First Western-style hotel in Korea

The Daebul Hotel, Japanese name Daibutsu Hotel (大仏ホテル), was a historic former hotel in Incheon, South Korea. Built in 1888, it was the first ever Western-style hotel to be established in Korea.

The building now operates as a museum. The first floor covers the history of the building, and the second the history of Jung District in the 1960s to 1970s.

== History ==
The hotel started as a two-story Japanese-style wooden building in 1884. Due to lack of facilities to accommodate foreigners, the building was rebuilt in 1888 and became a three-story Western style building. It was operated by Hori Hisataro (堀久太郞), a Japanese shipping agent. It was frequented by sailors in its early history.

Hotels in Incheon began to decline with the opening of the Gyeongin Line in 1899. Daebul Hotel closed around 1907. In 1918, Chinese people including Lai Shaojing (賴紹晶) took over the hotel and opened the Beijing cuisine restaurant Zhonghualou (中華樓).

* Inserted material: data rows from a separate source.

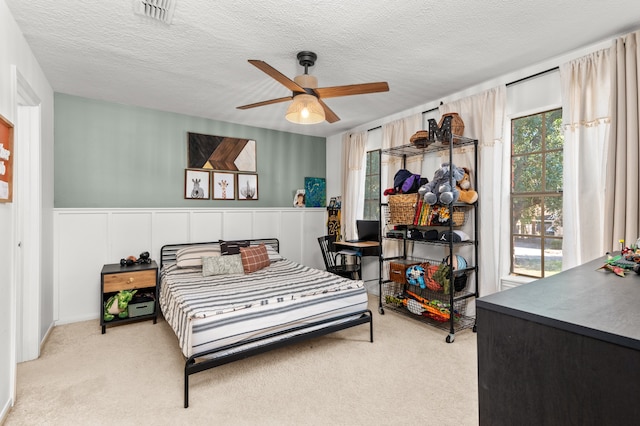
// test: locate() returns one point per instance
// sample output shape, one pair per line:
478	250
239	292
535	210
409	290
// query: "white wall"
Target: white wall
86	239
16	54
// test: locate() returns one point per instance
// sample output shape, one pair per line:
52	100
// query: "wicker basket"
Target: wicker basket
402	208
457	125
420	139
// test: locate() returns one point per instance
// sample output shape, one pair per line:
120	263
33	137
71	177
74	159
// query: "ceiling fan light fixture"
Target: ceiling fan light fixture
305	109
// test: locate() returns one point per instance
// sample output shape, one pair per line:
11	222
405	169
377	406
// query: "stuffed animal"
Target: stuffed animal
118	304
467	194
442	188
415	276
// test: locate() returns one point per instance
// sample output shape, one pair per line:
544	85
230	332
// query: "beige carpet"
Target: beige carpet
134	375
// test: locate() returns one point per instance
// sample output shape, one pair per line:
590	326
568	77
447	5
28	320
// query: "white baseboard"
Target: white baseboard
5	411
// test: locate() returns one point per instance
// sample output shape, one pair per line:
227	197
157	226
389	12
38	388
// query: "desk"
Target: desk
357	245
361	248
561	350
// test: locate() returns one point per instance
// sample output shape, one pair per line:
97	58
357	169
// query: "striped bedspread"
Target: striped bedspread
210	312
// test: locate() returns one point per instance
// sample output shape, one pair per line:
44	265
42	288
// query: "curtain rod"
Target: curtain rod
423	112
508	84
532	76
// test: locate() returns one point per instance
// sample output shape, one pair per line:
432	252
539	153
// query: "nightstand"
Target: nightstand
142	277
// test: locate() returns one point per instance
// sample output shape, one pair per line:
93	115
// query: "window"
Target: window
536	194
372	186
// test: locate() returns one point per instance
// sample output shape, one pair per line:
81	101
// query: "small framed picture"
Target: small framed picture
298	199
247	185
224	186
196	184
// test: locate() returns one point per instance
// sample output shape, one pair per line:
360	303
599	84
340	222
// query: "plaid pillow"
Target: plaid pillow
232	247
221	265
254	258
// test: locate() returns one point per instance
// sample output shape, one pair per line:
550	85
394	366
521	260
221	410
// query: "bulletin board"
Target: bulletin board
6	160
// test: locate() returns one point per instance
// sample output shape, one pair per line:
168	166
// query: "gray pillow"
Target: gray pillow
222	265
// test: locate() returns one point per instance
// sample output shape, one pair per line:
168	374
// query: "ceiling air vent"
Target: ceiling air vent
160	10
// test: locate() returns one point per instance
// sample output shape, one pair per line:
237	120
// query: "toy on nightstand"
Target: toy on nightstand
132	260
118	304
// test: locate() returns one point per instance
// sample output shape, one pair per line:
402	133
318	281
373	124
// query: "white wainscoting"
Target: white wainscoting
86	239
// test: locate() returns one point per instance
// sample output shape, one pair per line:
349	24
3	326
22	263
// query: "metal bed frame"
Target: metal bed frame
194	364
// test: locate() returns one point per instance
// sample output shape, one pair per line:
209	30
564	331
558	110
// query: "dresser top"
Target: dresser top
115	268
583	300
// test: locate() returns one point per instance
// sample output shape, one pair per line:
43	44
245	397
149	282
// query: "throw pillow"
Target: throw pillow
191	257
222	265
232	247
254	258
274	255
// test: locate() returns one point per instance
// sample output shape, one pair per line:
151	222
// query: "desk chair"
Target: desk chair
330	258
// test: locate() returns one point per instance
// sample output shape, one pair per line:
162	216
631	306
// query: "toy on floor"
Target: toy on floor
118	304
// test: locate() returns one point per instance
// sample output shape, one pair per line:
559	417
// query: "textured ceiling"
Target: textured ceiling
198	65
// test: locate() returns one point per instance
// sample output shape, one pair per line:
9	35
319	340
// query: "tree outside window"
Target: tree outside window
536	194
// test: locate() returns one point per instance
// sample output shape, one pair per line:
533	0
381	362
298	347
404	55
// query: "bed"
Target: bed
222	312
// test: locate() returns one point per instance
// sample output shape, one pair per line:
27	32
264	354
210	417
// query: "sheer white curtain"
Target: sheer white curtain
622	215
586	121
353	152
483	115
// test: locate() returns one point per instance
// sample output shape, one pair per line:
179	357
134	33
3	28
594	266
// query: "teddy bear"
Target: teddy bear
442	188
467	194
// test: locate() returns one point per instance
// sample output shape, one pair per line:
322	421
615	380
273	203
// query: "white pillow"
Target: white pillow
222	265
191	257
273	254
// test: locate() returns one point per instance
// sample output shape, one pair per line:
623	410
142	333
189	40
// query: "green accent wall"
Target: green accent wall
113	155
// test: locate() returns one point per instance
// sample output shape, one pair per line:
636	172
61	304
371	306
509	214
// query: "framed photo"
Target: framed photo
224	186
221	153
196	184
6	161
247	186
298	199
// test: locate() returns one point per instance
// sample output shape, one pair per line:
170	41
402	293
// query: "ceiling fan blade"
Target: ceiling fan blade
269	102
352	89
329	115
276	75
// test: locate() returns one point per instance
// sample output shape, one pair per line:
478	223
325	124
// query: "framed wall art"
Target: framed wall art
298	198
6	161
316	192
224	186
221	153
196	184
247	186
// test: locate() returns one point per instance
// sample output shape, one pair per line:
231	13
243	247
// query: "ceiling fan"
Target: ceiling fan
308	106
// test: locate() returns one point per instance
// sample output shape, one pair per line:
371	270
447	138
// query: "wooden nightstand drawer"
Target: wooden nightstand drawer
129	280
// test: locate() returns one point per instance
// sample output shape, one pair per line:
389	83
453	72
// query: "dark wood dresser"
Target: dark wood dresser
563	350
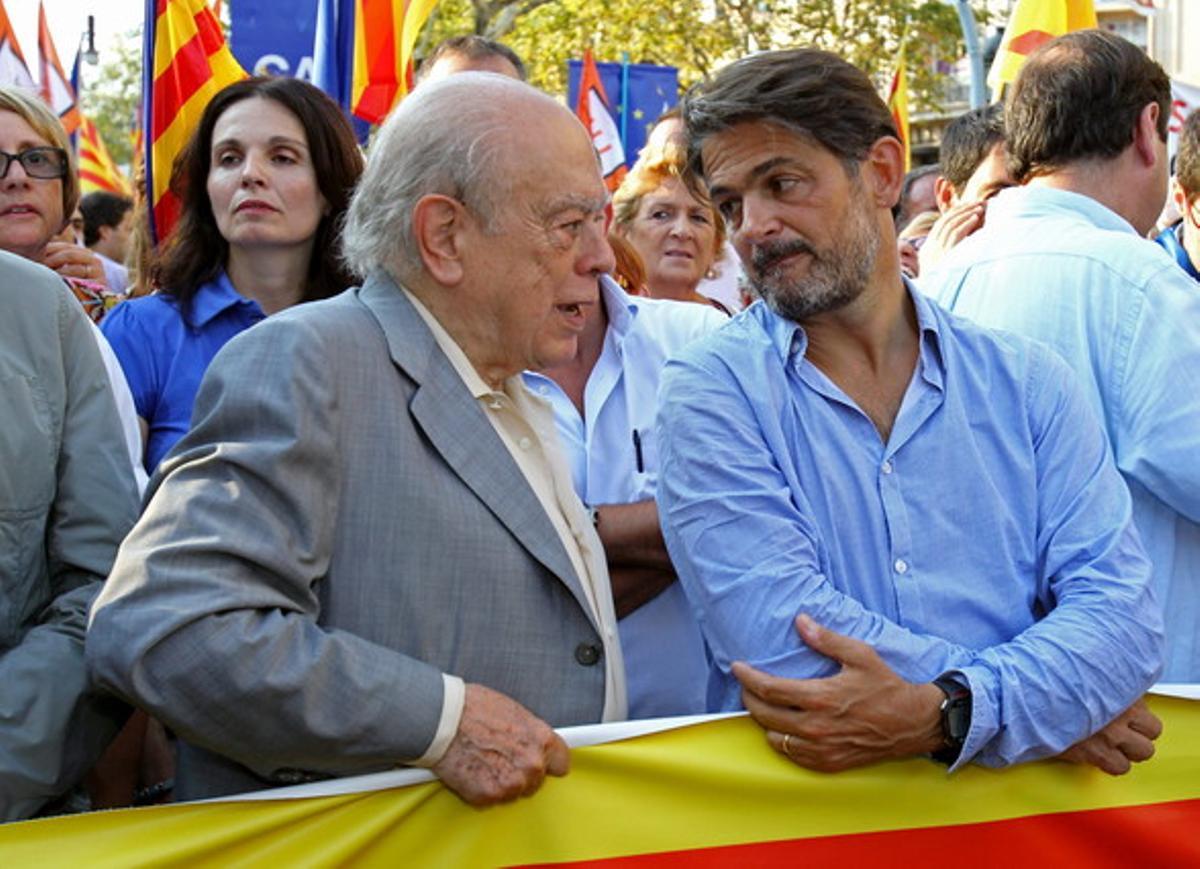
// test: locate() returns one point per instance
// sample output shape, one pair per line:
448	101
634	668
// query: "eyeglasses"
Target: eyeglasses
37	162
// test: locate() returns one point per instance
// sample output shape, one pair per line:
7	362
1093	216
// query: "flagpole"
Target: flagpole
624	105
975	57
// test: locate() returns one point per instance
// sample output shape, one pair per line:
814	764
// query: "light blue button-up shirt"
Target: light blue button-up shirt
665	666
1061	268
989	537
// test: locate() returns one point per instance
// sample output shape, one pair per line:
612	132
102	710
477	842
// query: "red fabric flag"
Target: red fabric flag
186	63
55	87
13	69
598	119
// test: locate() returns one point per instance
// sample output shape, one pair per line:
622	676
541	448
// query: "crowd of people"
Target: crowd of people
411	460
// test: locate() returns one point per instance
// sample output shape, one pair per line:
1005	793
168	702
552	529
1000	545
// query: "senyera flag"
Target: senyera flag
1032	24
697	797
384	35
13	69
97	169
898	103
186	63
54	87
593	108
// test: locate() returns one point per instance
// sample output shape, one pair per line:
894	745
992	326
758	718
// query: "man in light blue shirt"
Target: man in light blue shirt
605	400
933	503
1063	259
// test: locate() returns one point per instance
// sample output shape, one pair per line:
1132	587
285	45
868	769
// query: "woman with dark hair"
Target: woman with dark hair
263	185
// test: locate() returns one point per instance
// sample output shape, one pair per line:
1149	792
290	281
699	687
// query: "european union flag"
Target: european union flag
640	93
333	57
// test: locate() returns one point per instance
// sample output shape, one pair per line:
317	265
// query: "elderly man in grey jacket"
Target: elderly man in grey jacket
367	550
66	499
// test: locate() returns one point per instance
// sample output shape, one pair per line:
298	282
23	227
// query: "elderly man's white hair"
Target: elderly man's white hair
447	137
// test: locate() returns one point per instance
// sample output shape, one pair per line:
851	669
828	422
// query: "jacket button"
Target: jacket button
587	654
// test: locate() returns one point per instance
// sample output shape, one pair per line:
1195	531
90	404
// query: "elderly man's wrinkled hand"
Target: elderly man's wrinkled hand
501	751
72	261
1127	739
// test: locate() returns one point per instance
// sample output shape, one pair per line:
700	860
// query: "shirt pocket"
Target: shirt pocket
646	467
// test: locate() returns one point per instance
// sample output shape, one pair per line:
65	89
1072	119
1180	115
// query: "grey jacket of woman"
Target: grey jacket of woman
67	498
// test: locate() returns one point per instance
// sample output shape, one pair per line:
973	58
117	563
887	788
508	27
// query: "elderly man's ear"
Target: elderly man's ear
885	171
439	225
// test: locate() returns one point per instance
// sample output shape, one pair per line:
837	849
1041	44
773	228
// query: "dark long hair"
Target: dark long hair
196	251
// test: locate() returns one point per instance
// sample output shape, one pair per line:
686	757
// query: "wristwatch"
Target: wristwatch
955	718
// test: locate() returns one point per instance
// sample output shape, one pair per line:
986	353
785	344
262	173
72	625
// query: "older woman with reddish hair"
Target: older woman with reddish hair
672	226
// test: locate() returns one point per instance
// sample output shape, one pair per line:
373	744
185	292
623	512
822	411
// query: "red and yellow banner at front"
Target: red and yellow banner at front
707	795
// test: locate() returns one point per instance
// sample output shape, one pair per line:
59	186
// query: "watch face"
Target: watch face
958	719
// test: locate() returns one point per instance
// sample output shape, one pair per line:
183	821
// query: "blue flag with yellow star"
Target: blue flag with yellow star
640	93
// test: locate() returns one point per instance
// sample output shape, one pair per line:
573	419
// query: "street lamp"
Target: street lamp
90	55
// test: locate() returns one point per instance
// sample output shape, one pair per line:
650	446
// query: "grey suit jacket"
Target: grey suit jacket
341	526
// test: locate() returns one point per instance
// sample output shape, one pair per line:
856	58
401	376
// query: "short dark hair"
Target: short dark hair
102	209
195	252
815	94
1187	160
967	141
1078	97
474	48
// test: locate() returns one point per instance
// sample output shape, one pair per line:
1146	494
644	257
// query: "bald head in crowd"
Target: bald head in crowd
471	53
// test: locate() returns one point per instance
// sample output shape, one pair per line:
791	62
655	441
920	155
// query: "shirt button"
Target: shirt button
587	654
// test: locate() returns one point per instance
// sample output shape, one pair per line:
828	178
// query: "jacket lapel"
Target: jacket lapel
456	426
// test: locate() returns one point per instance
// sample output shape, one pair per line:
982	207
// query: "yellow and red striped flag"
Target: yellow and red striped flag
55	87
186	63
384	35
593	109
97	169
1032	24
708	796
898	105
13	69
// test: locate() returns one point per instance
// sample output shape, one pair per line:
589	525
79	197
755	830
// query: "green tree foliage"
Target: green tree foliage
702	37
111	94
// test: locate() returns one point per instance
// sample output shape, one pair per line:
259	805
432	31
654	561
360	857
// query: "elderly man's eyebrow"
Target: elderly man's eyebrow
588	204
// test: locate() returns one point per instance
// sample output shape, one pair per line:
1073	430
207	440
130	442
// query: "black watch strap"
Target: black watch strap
955	718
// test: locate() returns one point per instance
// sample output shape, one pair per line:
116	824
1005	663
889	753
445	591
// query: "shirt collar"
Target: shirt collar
1037	202
791	342
216	297
621	306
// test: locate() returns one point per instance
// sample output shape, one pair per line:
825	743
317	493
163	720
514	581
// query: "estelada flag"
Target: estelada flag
13	69
1032	24
898	105
593	108
384	35
186	61
97	169
55	87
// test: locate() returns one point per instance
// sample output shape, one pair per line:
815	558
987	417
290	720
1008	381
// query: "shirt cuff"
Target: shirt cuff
984	724
454	695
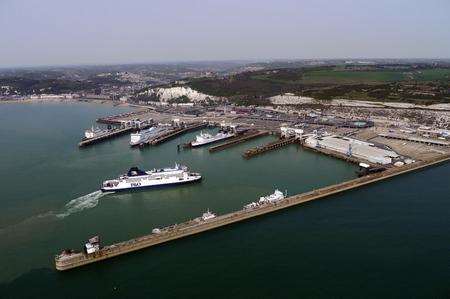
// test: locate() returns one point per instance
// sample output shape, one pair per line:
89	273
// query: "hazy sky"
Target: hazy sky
43	32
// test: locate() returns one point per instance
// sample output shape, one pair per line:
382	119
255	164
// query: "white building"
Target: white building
353	147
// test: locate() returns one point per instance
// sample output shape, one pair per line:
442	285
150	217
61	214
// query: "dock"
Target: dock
173	133
195	226
268	147
119	118
237	140
105	136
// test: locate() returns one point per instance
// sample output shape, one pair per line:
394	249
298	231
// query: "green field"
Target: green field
432	74
340	76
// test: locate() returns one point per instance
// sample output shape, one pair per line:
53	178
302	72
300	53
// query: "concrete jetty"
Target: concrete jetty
175	132
237	140
69	260
108	135
268	147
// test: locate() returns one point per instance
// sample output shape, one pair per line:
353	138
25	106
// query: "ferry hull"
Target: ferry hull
160	186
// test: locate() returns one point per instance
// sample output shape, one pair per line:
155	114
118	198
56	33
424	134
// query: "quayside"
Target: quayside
71	260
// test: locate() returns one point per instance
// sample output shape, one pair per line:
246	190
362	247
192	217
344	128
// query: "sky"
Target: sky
63	32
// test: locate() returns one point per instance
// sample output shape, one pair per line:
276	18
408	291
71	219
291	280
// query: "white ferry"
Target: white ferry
206	138
144	135
92	133
137	179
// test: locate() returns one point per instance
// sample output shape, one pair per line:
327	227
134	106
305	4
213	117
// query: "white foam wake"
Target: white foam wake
81	203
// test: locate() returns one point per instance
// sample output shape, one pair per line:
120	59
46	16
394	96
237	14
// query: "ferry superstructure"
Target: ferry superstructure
92	133
144	135
206	138
137	179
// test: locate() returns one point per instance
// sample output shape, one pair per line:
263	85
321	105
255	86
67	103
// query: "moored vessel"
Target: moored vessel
92	133
137	179
145	135
269	199
207	138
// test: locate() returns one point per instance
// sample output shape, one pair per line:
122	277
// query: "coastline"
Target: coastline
70	101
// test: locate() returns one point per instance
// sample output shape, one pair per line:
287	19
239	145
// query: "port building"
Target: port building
353	148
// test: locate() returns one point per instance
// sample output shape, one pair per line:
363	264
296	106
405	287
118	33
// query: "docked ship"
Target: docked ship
92	133
137	179
206	138
144	135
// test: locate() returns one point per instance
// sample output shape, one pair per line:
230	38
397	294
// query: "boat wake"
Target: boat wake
81	203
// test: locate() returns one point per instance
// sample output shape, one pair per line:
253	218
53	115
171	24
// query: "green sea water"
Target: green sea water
390	239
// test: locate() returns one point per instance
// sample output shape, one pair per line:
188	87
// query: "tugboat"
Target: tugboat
138	179
269	199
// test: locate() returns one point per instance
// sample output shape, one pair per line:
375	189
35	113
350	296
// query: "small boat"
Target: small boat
269	199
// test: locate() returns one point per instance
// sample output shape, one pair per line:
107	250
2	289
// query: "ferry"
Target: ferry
138	179
92	133
206	138
144	135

It remained in operation until early 1970 and was used as a rental house until it was demolished in 1978.

=== Reconstruction ===
In 2011, a private business rediscovered the remains of the building, and the Cultural Heritage Administration recommended that the building be preserved. The government moved to recreate the building as an exhibit. They were met with opposition from some civic groups calling it a "waste of budget" that restores cultural heritage without thorough historical research. Nevertheless, the reconstruction was completed in 2018.